There is cheese and there is cheese. There are the Big Name cheeses that you find in the supermarkets which people have grown to trust because the quality is standard. These are of course HUGE manufacturing companies that have top class quality control processes. You have your Kiri, your President (the brie, the camembert and the emmental), your La Vache Qui Rit, your Babybel, your Caprice des Dieux and errrr... **shudder** the Kraft.
However, if you ask a real French foodie what the best cheeses are, he is not going to point you to these supermarket brands. He will name you the artisanal cheeses from some small and discreet producer run by people who have handed down and refined their cheese-making skills through the generations.
These are the cheeses "du terroir". It means the are specific to the locality and cannot be bought anywhere else in France. It is a bit like No One Makes Laksa Like Katong Laksa. Or, No One Can Beat the Steamed Pomfret at Ah Orh (Sin Ming). It is the difference between Toast Box laksa and Katong Laksa.
The food snobs will tell you that these are cheeses that taste of the wind, water and soil of a specific locality.
Artisanal cheeses are what get French foodies excited. So, when I saw them at La Petite Boutique, my heart skipped a beat. I know I dress like a slob and drive a beat-up car, but food... oh... whatever goes into my mouth... Let us put it this way huh? If one loved clothes, handbags and cars, there is no limit. You could lose an inheritance that way. Food... there is only so much you can fit into a stomach. Anyway, when I stared at the cheese selection at La Petite Boutique, memories came flooding back of the crémerie near my place where I stayed as a student in France. I spent many happy hours there. The proprietor threw me a challenge one day because I refused to try his blue cheese. He asked me to go in there once a week to buy 1 cheese of his choice and that before the summer arrived, I would fall in love with blue cheese.
I did. Come to think of it, what a good way to get repeat business.
In Singapore, we do not have respect for the quality provided by single proprietors who constrain quantity in order to deliver quality. Just because a service provider or a producer is small, Singaporeans assume that quality is not as good as big chains.

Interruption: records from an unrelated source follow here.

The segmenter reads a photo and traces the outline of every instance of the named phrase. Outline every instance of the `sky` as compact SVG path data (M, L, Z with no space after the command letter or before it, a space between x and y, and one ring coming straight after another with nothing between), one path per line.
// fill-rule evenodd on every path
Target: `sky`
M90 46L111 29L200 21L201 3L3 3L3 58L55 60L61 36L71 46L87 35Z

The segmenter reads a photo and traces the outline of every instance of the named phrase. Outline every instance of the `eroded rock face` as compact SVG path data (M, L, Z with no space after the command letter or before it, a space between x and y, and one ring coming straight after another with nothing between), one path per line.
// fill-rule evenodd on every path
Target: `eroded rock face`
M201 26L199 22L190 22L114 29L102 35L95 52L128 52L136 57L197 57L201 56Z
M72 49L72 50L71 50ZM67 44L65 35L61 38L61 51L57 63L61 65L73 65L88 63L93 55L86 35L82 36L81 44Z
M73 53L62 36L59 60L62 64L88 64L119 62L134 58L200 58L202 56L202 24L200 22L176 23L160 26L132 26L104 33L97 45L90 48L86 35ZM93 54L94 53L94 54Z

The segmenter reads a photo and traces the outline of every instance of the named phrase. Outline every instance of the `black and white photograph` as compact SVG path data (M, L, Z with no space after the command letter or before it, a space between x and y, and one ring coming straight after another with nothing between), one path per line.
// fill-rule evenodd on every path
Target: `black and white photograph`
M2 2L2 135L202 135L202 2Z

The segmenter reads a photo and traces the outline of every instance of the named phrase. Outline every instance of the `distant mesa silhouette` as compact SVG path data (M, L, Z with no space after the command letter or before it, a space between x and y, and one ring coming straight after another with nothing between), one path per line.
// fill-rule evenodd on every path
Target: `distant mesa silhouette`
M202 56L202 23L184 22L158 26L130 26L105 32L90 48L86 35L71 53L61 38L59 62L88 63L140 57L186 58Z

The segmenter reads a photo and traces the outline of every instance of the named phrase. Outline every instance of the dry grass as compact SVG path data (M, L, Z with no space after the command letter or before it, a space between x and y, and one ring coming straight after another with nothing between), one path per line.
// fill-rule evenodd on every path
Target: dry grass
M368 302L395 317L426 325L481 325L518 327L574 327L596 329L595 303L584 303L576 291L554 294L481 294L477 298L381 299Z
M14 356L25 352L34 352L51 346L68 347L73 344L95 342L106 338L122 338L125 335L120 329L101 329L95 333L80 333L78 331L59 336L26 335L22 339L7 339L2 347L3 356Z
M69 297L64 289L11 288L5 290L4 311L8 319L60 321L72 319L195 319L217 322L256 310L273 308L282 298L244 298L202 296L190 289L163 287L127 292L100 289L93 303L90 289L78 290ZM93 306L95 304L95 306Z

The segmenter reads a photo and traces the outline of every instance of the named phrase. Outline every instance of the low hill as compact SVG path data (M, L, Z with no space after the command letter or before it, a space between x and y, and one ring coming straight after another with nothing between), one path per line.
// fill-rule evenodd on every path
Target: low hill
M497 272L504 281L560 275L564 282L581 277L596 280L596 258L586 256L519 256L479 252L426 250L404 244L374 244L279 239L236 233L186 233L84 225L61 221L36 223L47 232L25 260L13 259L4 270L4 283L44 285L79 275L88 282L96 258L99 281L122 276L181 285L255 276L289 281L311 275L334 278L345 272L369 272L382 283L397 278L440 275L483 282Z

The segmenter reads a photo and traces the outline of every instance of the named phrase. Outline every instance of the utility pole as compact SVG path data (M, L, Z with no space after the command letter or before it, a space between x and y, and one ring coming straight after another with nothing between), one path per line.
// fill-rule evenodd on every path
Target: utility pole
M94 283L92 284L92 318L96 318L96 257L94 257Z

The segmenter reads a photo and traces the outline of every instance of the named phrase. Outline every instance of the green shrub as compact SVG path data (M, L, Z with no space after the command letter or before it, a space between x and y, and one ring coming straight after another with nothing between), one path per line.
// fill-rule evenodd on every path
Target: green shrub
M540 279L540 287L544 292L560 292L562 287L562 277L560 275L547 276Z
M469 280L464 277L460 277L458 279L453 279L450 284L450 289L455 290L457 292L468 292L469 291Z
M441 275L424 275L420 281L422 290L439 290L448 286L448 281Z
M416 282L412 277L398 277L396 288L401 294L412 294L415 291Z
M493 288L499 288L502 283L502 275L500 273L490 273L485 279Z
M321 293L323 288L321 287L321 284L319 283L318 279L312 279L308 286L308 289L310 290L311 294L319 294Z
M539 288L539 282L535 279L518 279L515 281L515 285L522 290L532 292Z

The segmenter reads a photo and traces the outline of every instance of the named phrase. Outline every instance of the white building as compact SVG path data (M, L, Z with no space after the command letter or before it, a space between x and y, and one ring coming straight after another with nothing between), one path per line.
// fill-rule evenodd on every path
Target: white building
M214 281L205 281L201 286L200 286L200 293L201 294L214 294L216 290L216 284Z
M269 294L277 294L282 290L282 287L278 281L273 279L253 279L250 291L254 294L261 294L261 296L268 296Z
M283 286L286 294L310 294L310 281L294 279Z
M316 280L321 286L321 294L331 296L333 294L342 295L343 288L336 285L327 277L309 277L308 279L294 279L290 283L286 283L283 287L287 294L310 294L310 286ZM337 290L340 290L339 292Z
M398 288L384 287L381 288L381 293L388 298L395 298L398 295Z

In fact, if you know where to look, the best products and services can often be found in discreet corners where the owner (to maintain quality of service and produce) refuses to expand because he/she considers what he/she is doing a lifelong vocation.
Think Jiro for sushi.
In Singapore, we do not appreciate quality over quantity. People eat in aircon chain restaurants where food is sometimes so poor it is close to inedible. A lot of our food is pre-prepared at centralised factories and assembled on site.
Malaysians have access to fresher and better made food at more interesting prices.